I just read C.S. Lewis’s essays “Membership” and “The Inner Ring” for today’s CSL Society meeting. In the former, Lewis says that “We live, in fact, in a world starved for solitude, silence, and privacy: and therefore starved for meditation and true friendship.” I couldn’t agree more — while I love socializing and being with other people, I need my solitude. Without it, I wouldn’t — couldn’t — be who I am. Perhaps I’m particular because I’m a book person and reading most often isn’t a group affair, but I think it’s a human need. The world today is too noisy and there are far too many demands on our attention.

“There is, in fact, a fatal tendency in all human activities for the means to encroach upon the very ends which they were intended to serve.” All too true. My favorite quote, though, is this: “Those who are members of one another [meaning the Church, families, etc.] become as diverse as the hand and the ear. That is why the worldlings are so monotonously alike compared with the almost fantastic variety of the saints. Obedience is the road to freedom, humility the road to pleasure, unity the road to personality.”

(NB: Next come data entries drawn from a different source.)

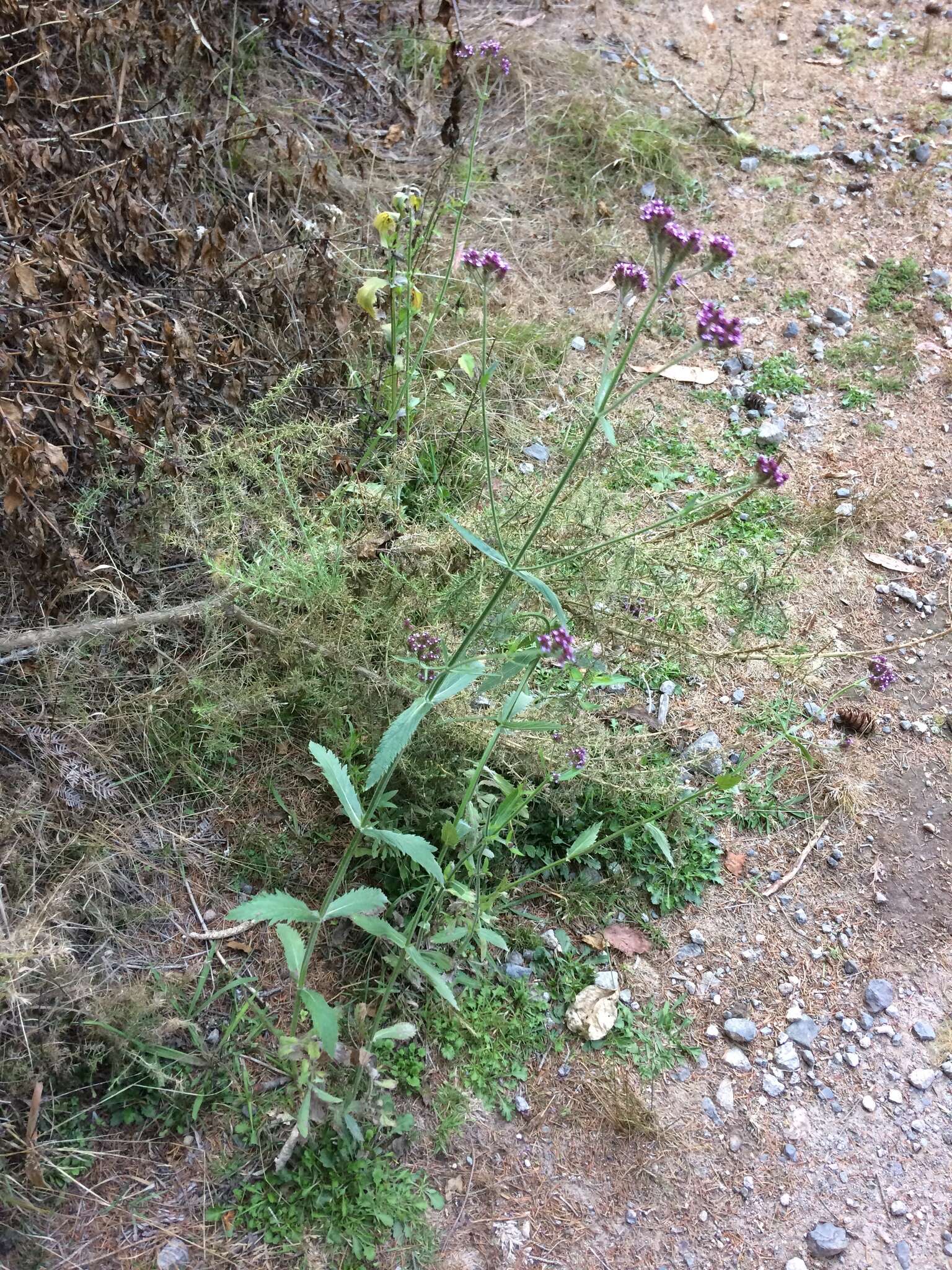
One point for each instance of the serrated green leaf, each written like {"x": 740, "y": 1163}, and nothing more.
{"x": 363, "y": 900}
{"x": 660, "y": 840}
{"x": 339, "y": 780}
{"x": 410, "y": 845}
{"x": 324, "y": 1018}
{"x": 528, "y": 578}
{"x": 427, "y": 968}
{"x": 586, "y": 841}
{"x": 459, "y": 681}
{"x": 493, "y": 938}
{"x": 380, "y": 930}
{"x": 397, "y": 738}
{"x": 294, "y": 949}
{"x": 448, "y": 935}
{"x": 272, "y": 907}
{"x": 516, "y": 665}
{"x": 397, "y": 1032}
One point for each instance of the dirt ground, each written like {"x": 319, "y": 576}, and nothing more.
{"x": 736, "y": 1176}
{"x": 718, "y": 1194}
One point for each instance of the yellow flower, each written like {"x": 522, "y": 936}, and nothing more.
{"x": 386, "y": 225}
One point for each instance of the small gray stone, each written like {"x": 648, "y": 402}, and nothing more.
{"x": 743, "y": 1030}
{"x": 827, "y": 1241}
{"x": 786, "y": 1057}
{"x": 772, "y": 432}
{"x": 879, "y": 996}
{"x": 172, "y": 1255}
{"x": 838, "y": 316}
{"x": 738, "y": 1060}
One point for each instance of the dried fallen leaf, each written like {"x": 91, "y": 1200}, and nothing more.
{"x": 627, "y": 940}
{"x": 239, "y": 946}
{"x": 889, "y": 563}
{"x": 735, "y": 863}
{"x": 593, "y": 1013}
{"x": 682, "y": 374}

One last quote before I’m off to the meeting. (”The Inner Ring” was good and reminded me a lot of Mark in That Hideous Strength, but it’s not really an issue for me — at least not at the moment — and so it’ll be put on the back shelf of my brain for future reference.) Here it is:

True personality lies ahead — how far ahead, for most of us, I dare not say. And the key to it does not lie in ourselves. It will not be attained by development from within outwards. It will come to us when we occupy those places in the structure of the eternal cosmos for which we were designed or invented. As a colour first reveals its true quality when placed by an excellent artist in its pre-elected spot between certain others, as a spice reveals its true flavour when inserted just where and when a good cook wishes among the other ingredients, as the dog becomes really doggy only when he has taken his place in the household of man, so we shall then first be true persons when we have suffered ourselves to be fitted into our places. We are marble waiting to b shaped, metal waiting to be run into a mould…. There is no question of finding for [man] a place in the living temple which will do justice to his inherent value and give scope to his natural idiosyncrasy. The place was there first. The man was created for it. He will not be himself till he is there. We shall be true and everlasting and really divine persons only in heaven, just as we are, even now, coloured bodies only in the light. (Emphasis mine.)

Alas, I’ve got to go, but it’s a good quote.

One Response to “The Inner Ring”

  1. Me Says:

    Found your site googling for a CS Lewis quote. Love it!!! Keep up the quotes. I loove CS Lewis!!